Use clear section headings to help users find the information they are looking for readily. It is also usually a good idea to leave off industry-specific jargon or colloquialisms if you are writing general web content. Keep the language simple and easily digestible.
Enable Adjustable Font Sizing
While large font sizes tend to clutter a site, some users need them to access the information presented. The solution to this dichotomy is to add a text-resizing tool that allows users to choose for themselves just how large text is displayed on their screens. In addition to this method to improve accessibility, make sure your website works at different browser zoom levels.
Optimize Contrast on the Page
The contrast between elements on your page enables users to receive the information you put out. This is why it is important to incorporate foreground and background elements with high contrast. Avoid using thin fonts or coding features such as JavaScript or CSS that prevent visually impaired users from increasing contrast levels.
Be mindful of the color palettes you employ. Black text on a white background offers the best contrast for those who suffer from visual impairments involving low color contrast sensitivity, conditions such as cataract, glaucoma, diabetic retinopathy, and retinitis pigmentosa. Avoid using combinations of red and green, which are indistinguishable for colorblind users.
Steer clear of bright colors that are too intense for those with high photosensitivity. It is also unwise to make the most important elements in your site too heavily color reliant. These principles apply to images as well as to text.
Incorporate Alt Text with Your Images
A picture may be worth a thousand words, but only if they can be clearly viewed. Digital elements like images prove problematic to users who have vision-based disabilities. Screen readers and online Braille readers help such users access text by using synthesizers or Braille displays. Unfortunately, these resources can do very little to elucidate online images.
The Alt Text option for your website’s images is an excellent tool to improve image accessibility. Synthesized readers can pick up the descriptions included there as ordinary text. This ability makes it important for content creators to make their alt text as descriptive as possible to give visually impaired users the full experience. The “Longdesc Tag” function is even better for lengthy descriptions. Use tables appropriately.
Improve Accessibility of Video and Audio
If images are a challenge for visually-impaired users, video and audio content prove to be such for the hard of hearing. You can improve accessibility of video and audio in two ways: transcripts and closed captioning.

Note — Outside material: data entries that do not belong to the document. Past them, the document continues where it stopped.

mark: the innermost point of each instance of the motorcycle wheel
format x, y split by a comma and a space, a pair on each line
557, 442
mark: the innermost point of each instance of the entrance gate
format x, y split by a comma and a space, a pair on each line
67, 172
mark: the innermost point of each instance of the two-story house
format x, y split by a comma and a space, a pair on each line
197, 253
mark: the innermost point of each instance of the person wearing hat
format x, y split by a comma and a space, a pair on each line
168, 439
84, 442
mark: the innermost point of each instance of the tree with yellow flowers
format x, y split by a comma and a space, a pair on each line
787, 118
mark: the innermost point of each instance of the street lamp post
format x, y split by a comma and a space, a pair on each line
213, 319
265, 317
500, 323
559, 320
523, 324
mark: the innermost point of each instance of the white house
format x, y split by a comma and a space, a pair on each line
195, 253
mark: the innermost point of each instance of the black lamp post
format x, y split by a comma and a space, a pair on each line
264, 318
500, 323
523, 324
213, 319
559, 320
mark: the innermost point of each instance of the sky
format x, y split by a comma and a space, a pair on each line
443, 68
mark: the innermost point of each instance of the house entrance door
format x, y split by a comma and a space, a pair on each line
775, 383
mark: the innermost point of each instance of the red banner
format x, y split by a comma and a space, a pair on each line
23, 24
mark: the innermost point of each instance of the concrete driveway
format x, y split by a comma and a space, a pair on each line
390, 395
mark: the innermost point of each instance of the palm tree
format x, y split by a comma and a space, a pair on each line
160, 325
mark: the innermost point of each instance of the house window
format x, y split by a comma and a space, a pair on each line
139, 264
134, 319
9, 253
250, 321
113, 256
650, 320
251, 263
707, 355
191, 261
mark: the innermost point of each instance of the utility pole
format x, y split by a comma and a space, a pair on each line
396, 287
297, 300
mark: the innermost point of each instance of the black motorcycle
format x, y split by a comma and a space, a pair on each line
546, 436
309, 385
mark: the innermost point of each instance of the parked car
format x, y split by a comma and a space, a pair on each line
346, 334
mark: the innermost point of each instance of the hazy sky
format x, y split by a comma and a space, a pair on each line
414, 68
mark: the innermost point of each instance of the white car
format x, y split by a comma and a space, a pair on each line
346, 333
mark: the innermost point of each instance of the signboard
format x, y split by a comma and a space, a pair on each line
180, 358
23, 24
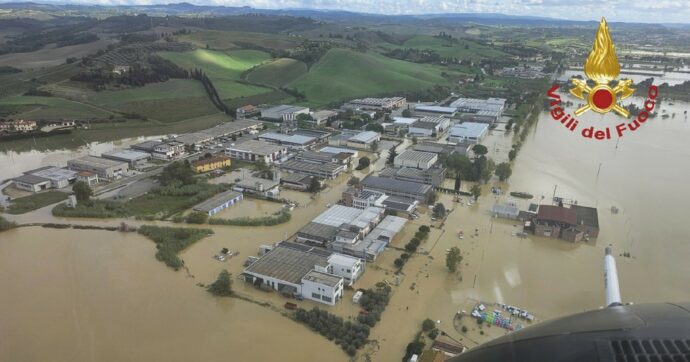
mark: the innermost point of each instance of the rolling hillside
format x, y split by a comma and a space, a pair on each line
277, 73
344, 73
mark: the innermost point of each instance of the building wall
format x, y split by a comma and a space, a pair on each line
206, 167
322, 293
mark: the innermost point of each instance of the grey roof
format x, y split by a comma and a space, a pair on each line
297, 166
256, 147
320, 231
216, 201
387, 184
365, 137
129, 155
293, 139
417, 156
98, 162
287, 264
31, 179
322, 278
53, 173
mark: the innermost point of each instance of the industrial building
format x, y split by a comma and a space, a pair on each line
432, 176
59, 177
320, 118
211, 164
283, 113
415, 159
429, 126
219, 202
321, 170
133, 158
384, 104
470, 132
104, 168
435, 110
256, 151
294, 141
474, 105
258, 186
299, 270
31, 183
393, 187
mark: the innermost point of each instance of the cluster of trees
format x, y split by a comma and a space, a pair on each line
210, 91
453, 258
349, 336
374, 301
421, 235
363, 163
439, 211
177, 173
169, 241
222, 287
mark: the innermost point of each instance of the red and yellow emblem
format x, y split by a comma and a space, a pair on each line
602, 68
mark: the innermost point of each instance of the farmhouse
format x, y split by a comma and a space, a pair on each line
283, 113
299, 270
468, 132
219, 202
256, 151
104, 168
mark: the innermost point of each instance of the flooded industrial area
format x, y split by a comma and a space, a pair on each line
101, 295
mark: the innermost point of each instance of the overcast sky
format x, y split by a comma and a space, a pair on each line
654, 11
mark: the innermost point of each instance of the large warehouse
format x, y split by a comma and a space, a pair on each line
104, 168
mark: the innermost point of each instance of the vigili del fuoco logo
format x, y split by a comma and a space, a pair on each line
602, 92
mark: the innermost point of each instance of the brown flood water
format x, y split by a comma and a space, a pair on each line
85, 295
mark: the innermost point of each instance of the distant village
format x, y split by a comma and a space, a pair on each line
303, 148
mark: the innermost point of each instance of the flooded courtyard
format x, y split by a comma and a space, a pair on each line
96, 295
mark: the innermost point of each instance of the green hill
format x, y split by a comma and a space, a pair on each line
224, 69
343, 73
277, 73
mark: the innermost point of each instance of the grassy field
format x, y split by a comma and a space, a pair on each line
343, 74
278, 73
52, 107
226, 40
224, 69
464, 49
25, 204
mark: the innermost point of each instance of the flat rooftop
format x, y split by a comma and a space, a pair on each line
287, 264
256, 147
417, 156
468, 129
129, 155
216, 201
322, 278
53, 173
97, 162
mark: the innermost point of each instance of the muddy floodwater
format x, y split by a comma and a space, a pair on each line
71, 295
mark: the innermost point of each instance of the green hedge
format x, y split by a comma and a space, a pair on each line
170, 241
280, 217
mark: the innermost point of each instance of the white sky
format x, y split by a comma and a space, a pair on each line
648, 11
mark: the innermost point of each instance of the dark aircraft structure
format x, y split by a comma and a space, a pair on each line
658, 332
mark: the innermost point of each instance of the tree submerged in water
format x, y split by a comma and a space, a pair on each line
222, 287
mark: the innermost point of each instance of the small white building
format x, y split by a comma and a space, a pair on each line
470, 132
348, 267
415, 159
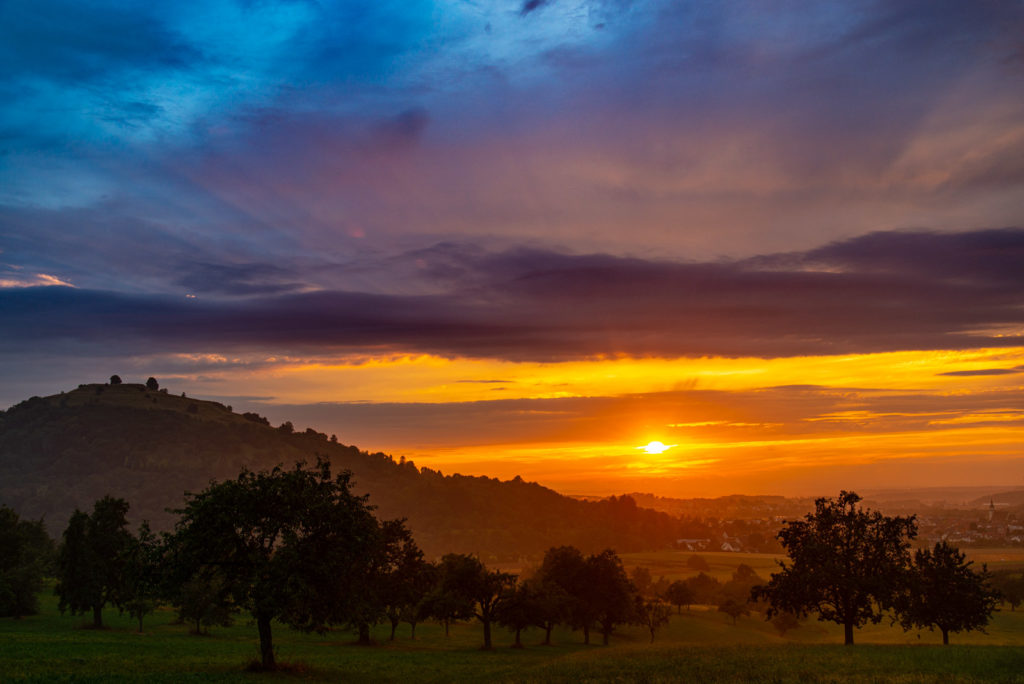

A transcript captures all the audio of a media file into text description while closed captions appear on a video as it plays. Closed captioning can include things other than true speech, such as descriptions of laughter or sighs and scoffs. Be mindful of the contrast between text and the video behind, and remember that auto-generated closed captions are not always accurate. Add your own to properly convey your message.
To make your site accessible to those with visual impairments, consider adding audio descriptions as companions to videos. These shouldn’t be overly long, but they can be helpful in conveying gestures, visual aids, and changes in setting to those who cannot see them.
Utilize Keyboard Navigation
Navigating with a mouse is not a viable option for those who cannot see. These users rely on keyboard shortcuts to navigate websites. In order to improve accessibility, all interactive elements of your site (drop-down menus, forms, dialog boxes, widgets, URLs, etc.) should be accessible via the keyboard.
Anchor text or buttons like “Click Here” or “Read More are unhelpfully undescriptive and should be avoided. However, directional cues are helpful additions for those with cognitive impairments, new internet users, and those who are not very tech savvy. To further improve clickless navigation, enable text-to-speech navigation.